In contrast to the white woman, Tom as the constitutive black male Other, is understood as untrustworthy and incapable of speaking the truth (Lorenzini and Tazzioli, 2018). Although Tom appears knowledgeable, he is not powerful. This practice of secrecy, therefore, relies on racialised systems of knowledge, where black men have systematically been denied privilege to their white counterparts (Carby, 2007). While Malorie’s ‘purposeful silence’ does not suggest that her character, or the (white) directors and producers of the film, intentionally denied Tom power, through their whiteness, Bird Box helps to reproduce certain privileged (white) subject identities (Applebaum, 2011). Thus, through her whiteness, Malorie becomes trusted and knowledgeable. For Malorie, secrecy practices, such as silence and the production of ignorance, engage with hierarchical and racialised systems of knowledge to the oppression of the black Other.

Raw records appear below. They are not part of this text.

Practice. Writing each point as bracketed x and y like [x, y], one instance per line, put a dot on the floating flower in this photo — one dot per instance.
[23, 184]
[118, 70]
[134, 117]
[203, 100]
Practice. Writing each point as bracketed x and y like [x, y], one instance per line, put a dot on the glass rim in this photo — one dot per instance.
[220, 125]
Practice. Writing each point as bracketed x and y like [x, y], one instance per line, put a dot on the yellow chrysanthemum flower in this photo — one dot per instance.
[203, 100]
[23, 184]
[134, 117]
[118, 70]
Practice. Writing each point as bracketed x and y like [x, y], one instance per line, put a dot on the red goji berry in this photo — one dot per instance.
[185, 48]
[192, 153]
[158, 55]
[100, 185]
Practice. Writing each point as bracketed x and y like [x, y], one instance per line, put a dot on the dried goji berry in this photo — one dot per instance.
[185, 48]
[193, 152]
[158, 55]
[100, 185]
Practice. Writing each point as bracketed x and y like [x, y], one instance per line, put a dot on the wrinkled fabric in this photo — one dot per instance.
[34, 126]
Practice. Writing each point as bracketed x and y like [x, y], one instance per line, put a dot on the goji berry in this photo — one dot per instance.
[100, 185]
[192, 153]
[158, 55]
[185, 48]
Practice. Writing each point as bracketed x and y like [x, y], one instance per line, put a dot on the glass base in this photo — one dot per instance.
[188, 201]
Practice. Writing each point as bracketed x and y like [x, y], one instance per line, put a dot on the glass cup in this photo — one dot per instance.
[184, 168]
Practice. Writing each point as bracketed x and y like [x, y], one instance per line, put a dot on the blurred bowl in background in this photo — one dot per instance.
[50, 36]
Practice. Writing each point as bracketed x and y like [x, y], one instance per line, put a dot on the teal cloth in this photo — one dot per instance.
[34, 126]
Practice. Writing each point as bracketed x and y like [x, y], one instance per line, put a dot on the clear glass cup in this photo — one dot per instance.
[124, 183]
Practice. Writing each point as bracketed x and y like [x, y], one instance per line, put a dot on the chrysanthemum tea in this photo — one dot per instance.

In conclusion, secret practices, namely the role of silence and ignorance within Bird Box, help to conceptualise secrecy within a complex system of power and knowledge. For instance, Malorie justifies silence to protect the children, while also exercising silence to create spatial reflection between her identity as a survivor, a woman, and a mother. By using silence, Malorie can perform agency and challenge assumptions of women using silence in conflict societies as lacking a voice. However, Malorie also exercises power when performing silence through the production of ignorance as a (white) secret-keeper. Therefore, this analysis offers a deeper insight into how epistemic questions of secrecy are constructed in Netflix’s to date, most streamed film, Bird Box (Netflix, 2018). An intersectional insight into the film shows how dominant discourses of secrecy continue to privilege a white, masculine subject position within mainstream popular culture. This is important as popular culture can often inform and reinforce what we assume about hegemonic subject identities, for example, our knowledge about the Other within discourses on development (Fletcher, 2012). When recognising Bird Box’s mainstream success, further work is needed to fully understand the implications of secrecy and epistemology within mainstream productions like Bird Box. Further research might explore how silence (re)produces ignorance within children, and what this may mean for children in vulnerable subject positions in conflict or apocalyptic societies.